A cathode ray tube (CRT) is a vacuum tube containing one or more electron guns whose beams are manipulated to display images on a phosphor screen.
These images may show electrical waveforms (oscilloscope), images (television set, computer monitor), radar targets, or other phenomena.
The CRT on a television set is commonly called a picture tube.

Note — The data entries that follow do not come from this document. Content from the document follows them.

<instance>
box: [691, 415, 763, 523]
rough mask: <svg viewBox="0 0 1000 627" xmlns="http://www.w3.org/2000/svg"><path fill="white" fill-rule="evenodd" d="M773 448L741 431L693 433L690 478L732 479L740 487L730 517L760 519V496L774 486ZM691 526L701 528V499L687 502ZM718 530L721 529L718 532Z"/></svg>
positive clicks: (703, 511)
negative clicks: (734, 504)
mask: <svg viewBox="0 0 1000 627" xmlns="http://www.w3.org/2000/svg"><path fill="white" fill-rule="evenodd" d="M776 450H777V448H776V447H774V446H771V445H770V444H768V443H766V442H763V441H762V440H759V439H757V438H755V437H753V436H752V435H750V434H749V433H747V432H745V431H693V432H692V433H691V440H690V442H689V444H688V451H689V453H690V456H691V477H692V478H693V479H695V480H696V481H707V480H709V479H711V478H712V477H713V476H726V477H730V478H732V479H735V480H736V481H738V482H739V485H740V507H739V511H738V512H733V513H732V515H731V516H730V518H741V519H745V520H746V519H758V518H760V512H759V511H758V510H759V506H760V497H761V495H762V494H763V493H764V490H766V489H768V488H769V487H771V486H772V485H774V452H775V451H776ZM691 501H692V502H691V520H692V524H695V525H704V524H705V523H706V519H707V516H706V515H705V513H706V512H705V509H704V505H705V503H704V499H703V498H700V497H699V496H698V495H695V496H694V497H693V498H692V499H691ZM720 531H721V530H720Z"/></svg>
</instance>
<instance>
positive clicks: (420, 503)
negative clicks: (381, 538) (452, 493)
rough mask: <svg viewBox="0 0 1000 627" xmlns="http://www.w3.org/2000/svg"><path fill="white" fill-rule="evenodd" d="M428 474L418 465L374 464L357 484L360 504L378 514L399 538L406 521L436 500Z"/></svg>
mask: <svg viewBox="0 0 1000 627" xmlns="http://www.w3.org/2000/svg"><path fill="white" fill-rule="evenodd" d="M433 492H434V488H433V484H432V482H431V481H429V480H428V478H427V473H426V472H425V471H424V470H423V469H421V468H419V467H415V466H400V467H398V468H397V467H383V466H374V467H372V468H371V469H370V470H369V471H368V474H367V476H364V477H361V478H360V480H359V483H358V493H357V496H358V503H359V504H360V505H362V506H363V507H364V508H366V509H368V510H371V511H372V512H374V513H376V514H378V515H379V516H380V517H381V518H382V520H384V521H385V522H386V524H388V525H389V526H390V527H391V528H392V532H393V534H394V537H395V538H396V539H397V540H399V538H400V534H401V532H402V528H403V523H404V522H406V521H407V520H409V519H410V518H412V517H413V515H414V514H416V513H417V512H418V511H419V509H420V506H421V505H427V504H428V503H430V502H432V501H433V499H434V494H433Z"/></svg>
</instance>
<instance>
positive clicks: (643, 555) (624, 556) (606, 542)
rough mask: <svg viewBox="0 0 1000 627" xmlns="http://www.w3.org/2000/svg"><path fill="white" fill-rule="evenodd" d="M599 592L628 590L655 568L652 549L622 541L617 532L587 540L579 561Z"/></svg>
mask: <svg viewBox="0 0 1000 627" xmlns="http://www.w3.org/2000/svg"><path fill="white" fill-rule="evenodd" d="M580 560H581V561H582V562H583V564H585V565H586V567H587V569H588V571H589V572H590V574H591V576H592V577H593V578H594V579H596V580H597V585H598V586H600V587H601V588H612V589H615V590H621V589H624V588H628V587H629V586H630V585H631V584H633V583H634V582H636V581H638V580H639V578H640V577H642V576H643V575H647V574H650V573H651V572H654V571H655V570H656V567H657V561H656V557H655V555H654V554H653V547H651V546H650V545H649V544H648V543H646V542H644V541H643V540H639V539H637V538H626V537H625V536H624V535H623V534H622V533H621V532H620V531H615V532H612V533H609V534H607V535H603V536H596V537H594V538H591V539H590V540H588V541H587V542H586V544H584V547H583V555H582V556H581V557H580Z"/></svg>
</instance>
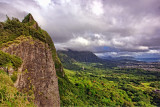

CRTs are also used as memory devices, in which case the screen is not intended for viewing by the observer. A German physicist working at the Strasbourg Institute of Physics (from 1918-1895) developed the first cold cathode tube with magnetic beam deflection.
He used a phosphor-coated mica diaphragm to create a visible spot. It was originally based on the Crooks deflection tube developed by Franz Müller. Brown used this tube as an indicator tube to visualize alternating currents and described it in 1897, in fact the first oscilloscope. Harris J. Ryan introduced a similar tube in 1903 in the United States as an alternative to the alternating current wave, known as the Brown-Ryan tube.
The first idea of using cathode rays (Brown tube) for television was proposed by Campbell Swinton of Scotland in 1908. The French Rinnox and the Russian Rosing also experimented with the Braun tube for the same reason, as did Blain and Holok, who used cathode rays for their television receiver and demonstrated it at Malmaison in 1928.